“I Was The One Who Broke Broadway”: Meet The First Usher To Test Positive For COVID

When usher Peter McIntosh started feeling sick a year ago, he never imagined he’d become the first confirmed COVID-19 case on Broadway — or that theaters would close the next day.

On March 11, 2020, the lights of Broadway in New York City were still shining bright. But as curtains rose in theaters around Times Square, one member of the Broadway community, an usher and aspiring actor named Peter McIntosh, was lying in a hospital bed, just hours after arriving with a positive diagnosis he’d received that day for COVID-19.

“I walked in like a zombie. I was sweating. I had a fever,” he recalled. “And I said, ‘Sir, I’ve been diagnosed with coronavirus. I can barely move and I can barely speak, and I came here for you to admit me because I don’t feel good and I’m not going to make it.’”

You might not know his name, but you are probably familiar with what happened next. After McIntosh, 36, became the first confirmed case of COVID-19 on Broadway (a diagnosis that made national news), Gov. Andrew Cuomo shut down all theaters.
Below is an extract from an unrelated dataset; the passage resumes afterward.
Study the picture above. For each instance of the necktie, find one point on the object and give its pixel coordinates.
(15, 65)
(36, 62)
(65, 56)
McIntosh would spend the next six days in the hospital and the next three months struggling to breathe.

One year on from the unprecedented shutdown of Broadway due to the coronavirus, thousands of people — from actors to musicians to production staff to ushers — are still not back working in theaters. As the arts industry marks the first anniversary of the pandemic that has devastated it, McIntosh has chosen to come forward and speak to the media for the very first time about the dubious distinction he never asked for.

“Essentially,” he told BuzzFeed News, “I was the one who broke Broadway.”

Of course, McIntosh was not the first person on Broadway to catch the virus — he was just the first to test positive. In reality, many in New York City had already caught it or soon would. The morning of March 12, just hours before the shutdown was announced, Moulin Rouge! canceled its matinee because two cast members had symptoms.

“When I heard about the usher, it became very real,” said Moulin Rouge! star Aaron Tveit. “But unbeknownst to me, I had already begun to feel the symptoms the Sunday before. I just thought I had a cold, but it turns out it was COVID.”

In the weeks that followed, at least 25 members of the Moulin Rouge! team learned they had been infected. One of those was Max Clayton, a member of the ensemble, who had been sick on Valentine’s Day weekend and tested negative for the flu but had no sense of taste or smell. He recalled that several in the cast had also been out sick in the weeks leading up to the shutdown. “When I heard the usher news, I realized that I had probably had it,” Clayton told BuzzFeed News. “None of us had access to tests, but once I heard the virus had been in the building not too far away, it sunk in that I’d probably had it.”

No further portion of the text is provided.